“With unmatched clarity and galvanizing insight, Meredith Broussard demystifies the mathematical underpinnings of AI and slays the magical mythos of Big Tech like no other! Everyone who cares about the future of tech and society should read this book yesterday.”
Ruha Benjamin, author of Race after Technology and Viral Justice
“With the clarity that few technology scholars can muster, More than Glitch powerfully demonstrates why we must understand culture - not just computation - if we are to imagine and design a future that reaches beyond fairness to build equity and justice into our technological systems.”
Charlton McIlwain, Professor, NYU; author of Black Software: The Internet & Racial Justice, From the Afronet to Black Lives Matter
“From the case of the racist soap dispenser to the assistive listening technology that wasn't, More than a Glitch exposes and analyzes the way unreflective use of tech can reinforce the very human biases it claims to be immune to.”
Jordan Ellenberg, Professor of Mathematics, University of Wisconsin-Madison; author of How Not To Be Wrong and Shape
“Broussard is a patient, empathetic, and witty tour guide, ushering the reader through multiple deep-dive journalistic and personal endeavors that are alternately terrifying and heartwarming, enraging and inspiring. She deftly reframes the question of how to build AI equitably from a technical issue to a human one.”

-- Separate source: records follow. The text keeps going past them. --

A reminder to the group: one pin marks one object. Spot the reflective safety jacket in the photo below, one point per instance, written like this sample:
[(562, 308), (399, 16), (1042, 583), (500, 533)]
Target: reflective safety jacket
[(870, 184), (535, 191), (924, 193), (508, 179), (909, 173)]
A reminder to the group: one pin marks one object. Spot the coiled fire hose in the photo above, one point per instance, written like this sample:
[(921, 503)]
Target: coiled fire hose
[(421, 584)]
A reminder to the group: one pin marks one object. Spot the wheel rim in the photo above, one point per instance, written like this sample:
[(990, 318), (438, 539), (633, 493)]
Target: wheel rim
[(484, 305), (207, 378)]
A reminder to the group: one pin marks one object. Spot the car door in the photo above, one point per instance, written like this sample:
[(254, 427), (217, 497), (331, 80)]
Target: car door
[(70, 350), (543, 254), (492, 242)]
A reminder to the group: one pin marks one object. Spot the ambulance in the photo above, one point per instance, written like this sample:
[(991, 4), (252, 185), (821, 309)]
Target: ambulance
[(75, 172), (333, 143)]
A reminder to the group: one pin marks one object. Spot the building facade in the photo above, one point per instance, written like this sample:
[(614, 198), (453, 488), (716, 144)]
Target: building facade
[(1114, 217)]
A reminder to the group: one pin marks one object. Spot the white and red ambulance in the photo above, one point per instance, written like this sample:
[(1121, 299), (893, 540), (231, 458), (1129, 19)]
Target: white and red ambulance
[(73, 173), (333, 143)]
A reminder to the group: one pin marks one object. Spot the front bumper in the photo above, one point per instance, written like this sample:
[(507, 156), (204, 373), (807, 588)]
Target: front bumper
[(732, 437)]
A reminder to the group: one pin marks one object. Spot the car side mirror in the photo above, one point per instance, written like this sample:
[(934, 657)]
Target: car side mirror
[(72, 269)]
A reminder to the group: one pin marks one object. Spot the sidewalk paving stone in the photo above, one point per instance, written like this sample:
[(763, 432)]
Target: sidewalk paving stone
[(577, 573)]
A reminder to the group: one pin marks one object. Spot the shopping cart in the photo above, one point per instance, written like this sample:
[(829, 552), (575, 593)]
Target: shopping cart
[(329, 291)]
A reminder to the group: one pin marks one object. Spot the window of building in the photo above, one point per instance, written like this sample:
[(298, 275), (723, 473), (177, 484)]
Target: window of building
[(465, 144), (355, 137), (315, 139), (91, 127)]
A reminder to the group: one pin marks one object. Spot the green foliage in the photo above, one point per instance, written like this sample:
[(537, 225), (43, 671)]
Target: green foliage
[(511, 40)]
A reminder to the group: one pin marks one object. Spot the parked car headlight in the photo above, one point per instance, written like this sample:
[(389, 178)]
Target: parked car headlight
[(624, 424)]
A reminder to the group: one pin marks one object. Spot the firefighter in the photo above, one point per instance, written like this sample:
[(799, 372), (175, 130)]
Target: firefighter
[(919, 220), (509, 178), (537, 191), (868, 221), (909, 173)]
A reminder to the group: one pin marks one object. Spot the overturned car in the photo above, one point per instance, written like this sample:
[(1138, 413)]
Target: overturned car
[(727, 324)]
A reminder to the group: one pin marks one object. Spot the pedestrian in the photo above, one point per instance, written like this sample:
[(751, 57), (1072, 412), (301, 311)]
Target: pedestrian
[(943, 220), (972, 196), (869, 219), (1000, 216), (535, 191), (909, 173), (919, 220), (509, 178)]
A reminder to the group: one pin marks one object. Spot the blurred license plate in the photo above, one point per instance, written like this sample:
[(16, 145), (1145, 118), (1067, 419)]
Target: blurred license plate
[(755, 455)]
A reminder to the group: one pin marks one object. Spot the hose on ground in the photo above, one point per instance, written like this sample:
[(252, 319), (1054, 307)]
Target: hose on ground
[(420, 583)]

Cathy O'Neil, author of The Shame Machine and Weapons of Math Destruction
"Why you should read it: You're a tech leader who understands that there is always bias in modern technologies – you recognize the fallibility of humans – but you want to learn about potential solutions to this problem. Explore the frameworks that target specific demographics as “other” in the first place. This is essential reading for anyone invested in building a more equitable future."
The Enterprisers Project
"Broussard brings her perspective as a multiracial woman, data journalist, and computer scientist to an eye-opening critique of racism, sexism, and ableism in technology. She decries technochauvinism, which she defines as 'a kind of bias that considers computational solutions to be superior to all other solutions'...An informed analysis of one of the insidious elements of technology."
Kirkus Reviews
"Telling the stories of individuals from marginalized communities who have been wronged by technology, the author shows how design and conceptual failures produce unfair outcomes...The stories enrage and drive home the cost of the failures and prejudices built into ostensibly cutting-edge programs. This sobering warning about the dangers of technology alarms and unsettles.”
Publishers Weekly
"With her latest book, Meredith Broussard picks up on the threads of Safiya Noble and Ruha Benjamin as she demonstrates how technology reinforces injustice through its ubiquitous algorithms and questionable human interactions."
Ms.
"Meredith Broussard is unusually well placed to dissect the ongoing hype around AI. She's a data scientist and associate professor at New York University, and she's been one of the leading researchers in the field of algorithmic bias for years. And though her own work leaves her buried in math problems, she's spent the last few years thinking about problems that mathematics can't solve. Her reflections have made their way into a new book about the future of AI. In More than a Glitch, Broussard argues that we are consistently too eager to apply artificial intelligence to social problems in inappropriate and damaging ways. Her central claim is that using technical tools to address social problems without considering race, gender, and ability can cause immense harm."
The MIT Technology Review
"People like to think of technology as a neutral force, but the truth is that racism, sexism, and ableism are often coded right into the tech systems we use every day (like how facial recognition technology is primed to work on lighter skin, or how mortgage-approval algorithms lead to discriminatory lending). It's an important topic in an increasingly tech-reliant world, and More Than a Glitch is a great place to start learning about it."
Cosmopolitan
"Broussard's book is distinguished by at least two elements: its extraordinarily expansive scope on the one hand, and its no-nonsense approach to both the problem and its solutions on the other...It is undeniably hard not to be overwhelmed by the seemingly unstoppable course of technological development in the contemporary world, especially around AI and everything it appears poised to reinvent. But cynicism can also be a hiding place for privilege, and those who say despairingly that nothing can be done are often those who stand to benefit most from nothing being done."
The Conversation
"As machine learning capabilities only continue to improve, finding more ethical – and therefore more equitable – solutions to programming is an increasing priority for tech companies and developers. Broussard's book calls to mind the work of Anna Jean-Baptiste, and points to an overall cultural focus on equity and inclusivity.”
Forbes
"When technology reinforces inequality, it's not just a glitch—it's a signal that we need to redesign our systems to create a more equitable world."